= Giovanni Ferretti =

Italian composer

Giovanni Ferretti (c. 1540 – after 1609) was an Italian composer of the Renaissance, best known for his secular music. He was important in the development of the lighter kind of madrigal current in the 1570s related to the villanella, and was influential as far away as England.

==Life==

His place of origin is uncertain, and both Venice and Ancona have been claimed as cities of his birth. The earliest documents of his career show him already to be employed as the maestro di cappella, the choirmaster, at the cathedral of Ancona in 1575. The next two decades have gaps, but some dates of employment are known. Between 1580 and 1582 he was at Loreto; from 1586 to 1588 at Gemona; in 1589 at Cividale del Friuli; and in 1596 he is recorded as being at Loreto again, this time as maestro di cappella at Santa Casa, a position he held until 1603. A reference to him in 1609 indicates he was still alive then, possibly living in Rome, and various other bits of evidence – such as his music appearing in Roman collections, and his acquaintanceship with Roman musicians – suggests that he may have spent part of his career there. When he died is not known, but it was likely after 1609.

==Works and influence==

Ferretti's music epitomizes the lightness of texture and subject matter which was one of the several diverging trends in secular vocal music composition in Italy in the last half of the 16th century. While few of his compositions were titled "madrigal", they may be seen as part of the broad continuum of secular music of which madrigals were a part. Most of his works were canzoni alla napolitana, canzonas in the Neapolitan style, a light form of villanella (with a rhyme scheme of a a b c c, but with the individual lines elaborated in the manner of the madrigal). While composers had been writing villanelle for a long time, Ferretti was the first to bring madrigalian characteristics to the form.

The complete published output of Ferretti consists of books of canzoni alla napolitana. He published two books for six voices, in 1573 and 1575, and a total of five books for five voices, in 1567, 1569, 1570, 1571, and 1585; all works appeared in Venice.

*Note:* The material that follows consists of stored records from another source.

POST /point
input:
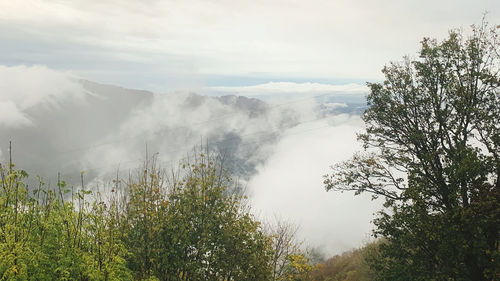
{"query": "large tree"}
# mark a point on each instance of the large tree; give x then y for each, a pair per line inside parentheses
(432, 150)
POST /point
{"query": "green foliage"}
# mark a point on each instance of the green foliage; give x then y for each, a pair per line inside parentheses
(193, 228)
(433, 138)
(349, 266)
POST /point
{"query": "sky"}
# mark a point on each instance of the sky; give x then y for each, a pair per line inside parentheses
(274, 50)
(165, 45)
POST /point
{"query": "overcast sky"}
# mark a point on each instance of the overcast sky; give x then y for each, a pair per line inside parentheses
(269, 49)
(167, 44)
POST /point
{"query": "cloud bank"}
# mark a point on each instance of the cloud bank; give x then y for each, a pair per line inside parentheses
(24, 87)
(281, 150)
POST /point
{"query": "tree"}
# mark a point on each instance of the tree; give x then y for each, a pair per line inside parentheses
(432, 150)
(194, 227)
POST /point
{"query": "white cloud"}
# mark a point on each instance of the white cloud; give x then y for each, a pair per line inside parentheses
(319, 38)
(23, 87)
(281, 88)
(290, 185)
(11, 116)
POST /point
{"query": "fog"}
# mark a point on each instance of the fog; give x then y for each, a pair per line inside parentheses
(280, 149)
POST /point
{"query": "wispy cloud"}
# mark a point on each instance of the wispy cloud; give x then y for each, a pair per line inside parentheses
(25, 87)
(122, 40)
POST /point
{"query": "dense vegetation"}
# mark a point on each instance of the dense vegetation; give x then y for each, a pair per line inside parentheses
(189, 225)
(432, 150)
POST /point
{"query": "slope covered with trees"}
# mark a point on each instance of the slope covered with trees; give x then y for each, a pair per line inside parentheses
(432, 150)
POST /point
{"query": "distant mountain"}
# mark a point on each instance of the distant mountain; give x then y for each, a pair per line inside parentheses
(106, 127)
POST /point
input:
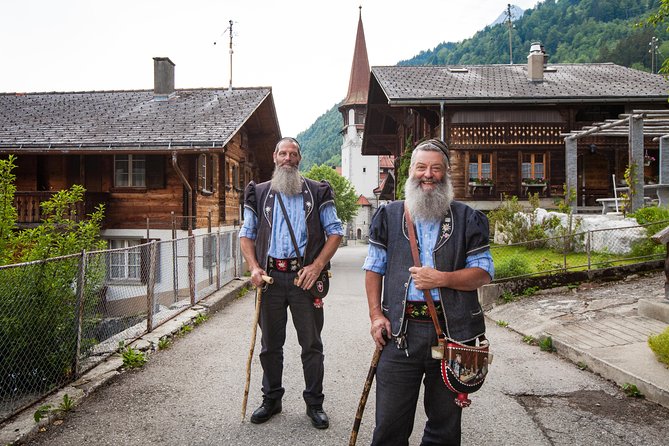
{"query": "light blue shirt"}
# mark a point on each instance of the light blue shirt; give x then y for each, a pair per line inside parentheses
(426, 235)
(281, 245)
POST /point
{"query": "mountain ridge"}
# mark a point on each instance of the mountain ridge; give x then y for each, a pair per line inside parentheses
(572, 31)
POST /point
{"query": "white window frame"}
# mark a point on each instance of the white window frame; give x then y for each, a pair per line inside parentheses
(133, 169)
(125, 262)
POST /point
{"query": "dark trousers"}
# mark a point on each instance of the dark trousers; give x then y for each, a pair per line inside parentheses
(308, 322)
(398, 380)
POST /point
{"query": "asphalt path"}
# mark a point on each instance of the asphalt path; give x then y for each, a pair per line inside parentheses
(191, 393)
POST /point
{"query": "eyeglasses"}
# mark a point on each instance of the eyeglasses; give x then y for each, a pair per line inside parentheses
(439, 144)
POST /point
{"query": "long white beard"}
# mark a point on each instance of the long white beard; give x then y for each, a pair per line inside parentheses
(287, 180)
(429, 205)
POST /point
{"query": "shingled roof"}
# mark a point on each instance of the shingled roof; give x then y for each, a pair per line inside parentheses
(483, 84)
(127, 120)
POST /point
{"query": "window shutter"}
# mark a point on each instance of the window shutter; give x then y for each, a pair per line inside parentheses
(155, 172)
(202, 172)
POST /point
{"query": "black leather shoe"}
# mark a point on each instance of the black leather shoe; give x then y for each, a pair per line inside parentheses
(318, 416)
(267, 409)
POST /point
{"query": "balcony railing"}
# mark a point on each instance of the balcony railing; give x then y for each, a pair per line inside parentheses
(29, 211)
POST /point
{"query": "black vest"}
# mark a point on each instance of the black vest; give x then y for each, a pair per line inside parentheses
(260, 200)
(463, 231)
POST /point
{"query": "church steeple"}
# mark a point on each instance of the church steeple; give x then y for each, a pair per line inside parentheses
(358, 85)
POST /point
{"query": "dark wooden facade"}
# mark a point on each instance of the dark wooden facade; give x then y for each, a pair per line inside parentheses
(162, 200)
(195, 150)
(497, 140)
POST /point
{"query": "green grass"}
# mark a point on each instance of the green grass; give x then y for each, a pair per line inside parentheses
(546, 259)
(659, 344)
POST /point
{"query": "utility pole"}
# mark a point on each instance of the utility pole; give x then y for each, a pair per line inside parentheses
(653, 53)
(230, 28)
(509, 23)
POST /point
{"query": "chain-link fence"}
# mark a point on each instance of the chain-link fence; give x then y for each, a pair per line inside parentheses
(60, 317)
(580, 251)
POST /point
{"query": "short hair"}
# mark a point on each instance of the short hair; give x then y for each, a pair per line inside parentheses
(432, 145)
(288, 139)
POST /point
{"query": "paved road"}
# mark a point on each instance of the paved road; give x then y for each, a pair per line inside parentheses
(191, 393)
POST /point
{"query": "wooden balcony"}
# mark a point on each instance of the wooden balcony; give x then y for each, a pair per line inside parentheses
(29, 211)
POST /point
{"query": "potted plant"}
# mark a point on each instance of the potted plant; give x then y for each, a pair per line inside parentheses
(534, 181)
(480, 181)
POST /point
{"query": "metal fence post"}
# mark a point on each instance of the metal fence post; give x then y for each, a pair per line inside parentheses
(81, 283)
(588, 246)
(234, 254)
(175, 267)
(191, 268)
(150, 286)
(218, 259)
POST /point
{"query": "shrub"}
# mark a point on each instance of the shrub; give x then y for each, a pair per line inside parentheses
(515, 266)
(504, 212)
(660, 346)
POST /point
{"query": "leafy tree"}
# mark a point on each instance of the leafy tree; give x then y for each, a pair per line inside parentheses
(572, 31)
(658, 17)
(39, 309)
(7, 210)
(345, 195)
(321, 143)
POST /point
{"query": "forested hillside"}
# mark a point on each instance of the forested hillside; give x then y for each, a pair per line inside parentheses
(572, 31)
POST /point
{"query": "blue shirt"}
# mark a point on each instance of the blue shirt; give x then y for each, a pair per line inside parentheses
(281, 245)
(426, 235)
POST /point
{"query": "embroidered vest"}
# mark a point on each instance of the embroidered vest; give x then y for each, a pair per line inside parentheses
(260, 199)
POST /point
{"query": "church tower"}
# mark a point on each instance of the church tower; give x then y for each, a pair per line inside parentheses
(361, 171)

To say they sold well and established his fame is an understatement; reprints and new editions appeared throughout Europe, in places as distant as Nuremberg, Antwerp, and London (in 1588). Ferretti's canzoni, along with the works of Orazio Vecchi, are considered to be the most important musical influence on the English madrigal style of Thomas Morley, which commenced in 1588 with the publication in England of Musica transalpina, a wildly popular collection of Italian madrigals fitted with English words.

A few madrigals by Ferretti have survived, separately copied and not represented in his major printed editions. One of them is a celebration of the naval victory at the Battle of Lepanto (October 7, 1571), and is a coarse, abusive taunt of Sultan Selim, written in the dialect of the Venetian mariners who defeated his fleet.